Гаор был готов думать сейчас о чём угодно, даже «ящик» вспоминать, лишь бы не дать прорваться жгучей, рвущей горло тоске, не завыть от горя и отчаяния, как он выл тогда в Алзоне, чудом выбравшись на берег болота, в котором медленно тонули грузовики его взвода. Они бы проехали, если бы не шальная мина, разметавшая узкую гать. И на Малом Поле, когда утром был полк усиленного состава, почти полторы тысячи человек, а вечером их, уцелевших, построили в сводную неполную роту, на том же месте, откуда они начинали утреннее наступление. И сказали, что задача не выполнена, и… он не слушал, что там говорил прибывший из штаба. В ушах гудело от контузии, ноги дрожали и подкашивались, он весь был в грязи, своей и чужой крови, и в сознание прорывались только отдельные брюзгливые слова обходившего их строй высокого — он даже звания его не разобрал от головной боли — чина.

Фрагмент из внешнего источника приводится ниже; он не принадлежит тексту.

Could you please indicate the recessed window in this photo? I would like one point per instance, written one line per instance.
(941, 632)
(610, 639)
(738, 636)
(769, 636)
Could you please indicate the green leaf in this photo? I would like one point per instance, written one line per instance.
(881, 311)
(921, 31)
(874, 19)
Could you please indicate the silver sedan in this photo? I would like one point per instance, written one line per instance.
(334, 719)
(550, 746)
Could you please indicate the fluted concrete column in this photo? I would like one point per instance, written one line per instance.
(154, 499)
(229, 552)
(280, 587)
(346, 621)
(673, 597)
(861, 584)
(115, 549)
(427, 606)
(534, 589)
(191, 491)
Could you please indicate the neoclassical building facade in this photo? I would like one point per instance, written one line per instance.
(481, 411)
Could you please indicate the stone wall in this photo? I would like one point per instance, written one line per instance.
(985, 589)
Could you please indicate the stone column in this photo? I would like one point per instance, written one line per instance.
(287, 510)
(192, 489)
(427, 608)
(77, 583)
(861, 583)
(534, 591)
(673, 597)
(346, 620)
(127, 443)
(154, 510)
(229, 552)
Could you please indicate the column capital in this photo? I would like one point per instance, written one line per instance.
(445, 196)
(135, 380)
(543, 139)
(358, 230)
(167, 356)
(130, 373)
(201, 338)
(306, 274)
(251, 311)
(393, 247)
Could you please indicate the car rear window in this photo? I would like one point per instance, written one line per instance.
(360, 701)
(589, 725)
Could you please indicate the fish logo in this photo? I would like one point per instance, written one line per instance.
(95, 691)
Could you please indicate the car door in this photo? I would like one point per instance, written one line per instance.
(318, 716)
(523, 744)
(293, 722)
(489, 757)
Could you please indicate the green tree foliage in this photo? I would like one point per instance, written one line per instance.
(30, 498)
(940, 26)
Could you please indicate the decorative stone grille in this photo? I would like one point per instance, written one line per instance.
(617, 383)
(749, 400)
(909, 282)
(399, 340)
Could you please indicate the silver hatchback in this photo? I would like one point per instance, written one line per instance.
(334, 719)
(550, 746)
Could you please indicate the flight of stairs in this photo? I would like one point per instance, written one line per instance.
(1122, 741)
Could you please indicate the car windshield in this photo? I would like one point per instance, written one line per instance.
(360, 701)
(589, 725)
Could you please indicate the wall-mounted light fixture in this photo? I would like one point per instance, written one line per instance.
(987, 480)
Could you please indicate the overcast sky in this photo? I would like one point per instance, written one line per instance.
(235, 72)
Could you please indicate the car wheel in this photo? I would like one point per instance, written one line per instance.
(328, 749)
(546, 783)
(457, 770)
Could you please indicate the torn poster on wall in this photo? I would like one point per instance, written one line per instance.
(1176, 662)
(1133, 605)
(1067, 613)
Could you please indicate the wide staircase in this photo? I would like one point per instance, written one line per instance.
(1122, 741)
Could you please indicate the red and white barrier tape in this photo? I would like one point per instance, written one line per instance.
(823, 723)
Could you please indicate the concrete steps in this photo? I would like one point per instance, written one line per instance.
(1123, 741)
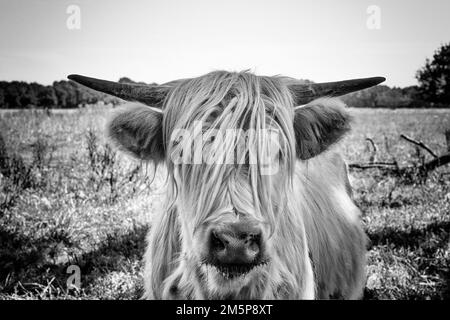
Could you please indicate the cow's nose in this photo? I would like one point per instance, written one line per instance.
(235, 246)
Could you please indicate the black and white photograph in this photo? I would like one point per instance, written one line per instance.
(224, 150)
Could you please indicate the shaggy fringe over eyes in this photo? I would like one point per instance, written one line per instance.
(225, 100)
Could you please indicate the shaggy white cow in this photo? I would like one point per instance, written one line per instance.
(258, 206)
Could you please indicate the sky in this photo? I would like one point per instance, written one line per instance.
(164, 40)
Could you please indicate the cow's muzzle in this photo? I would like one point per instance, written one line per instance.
(235, 249)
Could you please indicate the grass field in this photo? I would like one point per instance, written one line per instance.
(67, 198)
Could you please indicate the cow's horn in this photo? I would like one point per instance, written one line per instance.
(304, 93)
(150, 95)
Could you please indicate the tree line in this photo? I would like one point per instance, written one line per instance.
(432, 91)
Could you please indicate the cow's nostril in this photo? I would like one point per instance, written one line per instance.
(218, 243)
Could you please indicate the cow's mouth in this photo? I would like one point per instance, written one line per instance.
(232, 271)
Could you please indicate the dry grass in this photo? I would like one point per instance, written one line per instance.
(66, 197)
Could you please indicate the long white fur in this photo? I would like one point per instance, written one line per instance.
(313, 235)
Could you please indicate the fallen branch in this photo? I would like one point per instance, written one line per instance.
(420, 144)
(392, 167)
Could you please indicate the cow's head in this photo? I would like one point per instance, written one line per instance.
(230, 142)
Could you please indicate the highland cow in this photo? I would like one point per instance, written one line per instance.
(258, 204)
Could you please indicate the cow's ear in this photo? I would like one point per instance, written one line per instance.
(318, 125)
(138, 130)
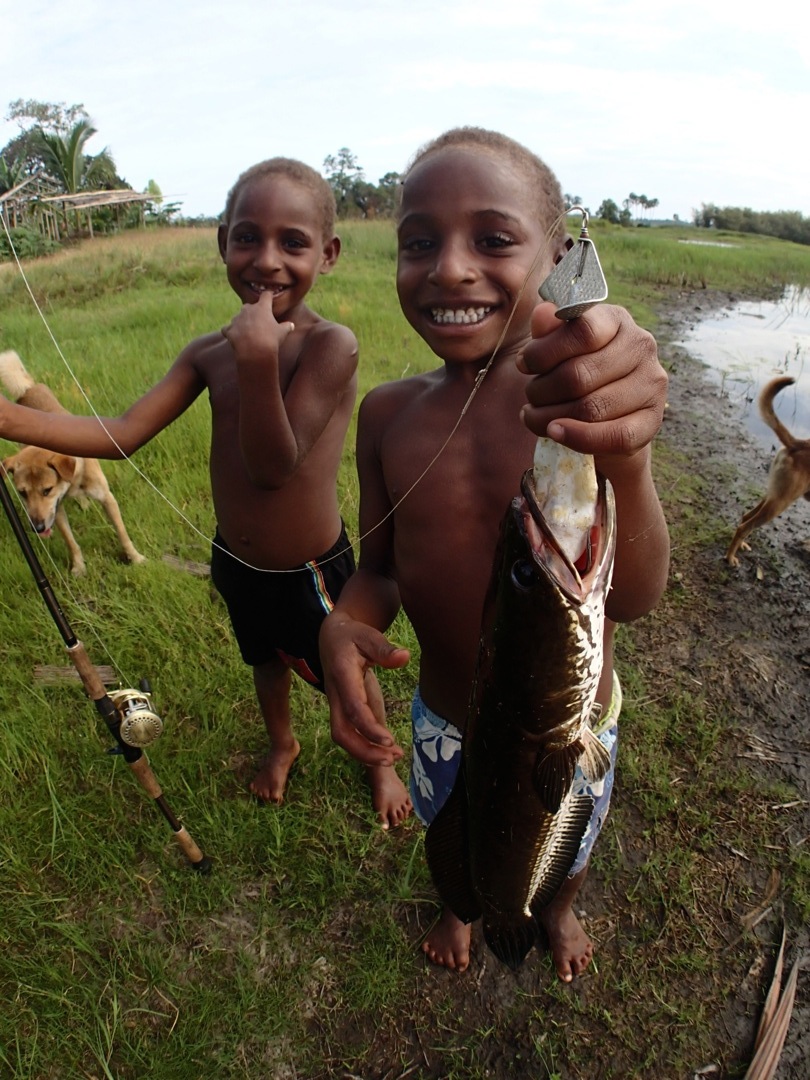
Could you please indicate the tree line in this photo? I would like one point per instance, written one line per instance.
(52, 145)
(784, 224)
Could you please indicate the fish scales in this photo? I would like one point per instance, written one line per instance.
(507, 837)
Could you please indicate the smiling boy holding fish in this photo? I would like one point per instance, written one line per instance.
(475, 212)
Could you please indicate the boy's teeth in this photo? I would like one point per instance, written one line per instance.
(459, 314)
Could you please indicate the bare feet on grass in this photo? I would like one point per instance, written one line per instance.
(270, 782)
(571, 949)
(389, 795)
(447, 944)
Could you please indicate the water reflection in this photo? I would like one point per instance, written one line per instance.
(750, 342)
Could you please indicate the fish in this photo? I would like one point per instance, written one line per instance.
(507, 836)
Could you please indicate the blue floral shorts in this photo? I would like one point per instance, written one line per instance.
(437, 754)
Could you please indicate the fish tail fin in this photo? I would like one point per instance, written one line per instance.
(554, 774)
(509, 937)
(447, 852)
(595, 759)
(562, 851)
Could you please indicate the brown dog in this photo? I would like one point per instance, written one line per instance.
(43, 478)
(790, 473)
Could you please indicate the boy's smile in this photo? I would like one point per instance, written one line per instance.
(468, 237)
(274, 243)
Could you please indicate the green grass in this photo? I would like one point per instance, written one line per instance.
(299, 950)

— … сброд… никакой выправки… что значит «не пройдут»?.. трусы… гоните… да, мы не можем рисковать всей операцией… ну так поставьте заграждение…
А у него даже злости не было, хотя он, как и все, сразу понял, что заграждение — это спецура, которых поставят за их спинами, чтобы они шли только вперёд…
…Гаор осторожно, чтобы не потревожить соседей, повернулся внутри одеяльного кокона на другой бок. Было это, было и другое, и спи, сержант. Мужайтесь, худшее впереди… С этой любимой фразой Туала он и заснул.
А назавтра его почти сразу после завтрака выдернули из камеры и отправили к врачу. Всё было как тогда. Только он шёл, ни на что не надеясь и не рассчитывая. Лестницы, коридоры, краткие команды за спиной. Он для надзирателя не человек, так ведь и надзиратель ему нелюдь. А хорошее слово. Ёмкое, всё сразу объясняет и на место ставит.
Кабинет тот же или другой, но очень похожий. Врач был другой, мужчина. Смотрел и щупал резко, даже грубо, так обычно смотрят в армии. Дескать, знаю, что симулянт, не обманешь. Эта способность армейских врачей, с чем к ним ни приди, первым делом подозревать пришедшего в симуляции, его и тогда удивляла. Но не обижала. Обижаться на кого бы то ни было он отвык ещё в училище. Не можешь отомстить, значит, наплюй и забудь. Гаор послушно вставал на ростомер и весы, дышал и задерживал дыхание, вставал на колени и в полный рост. В своём здоровье он был уверен, а остальное ему по хрену.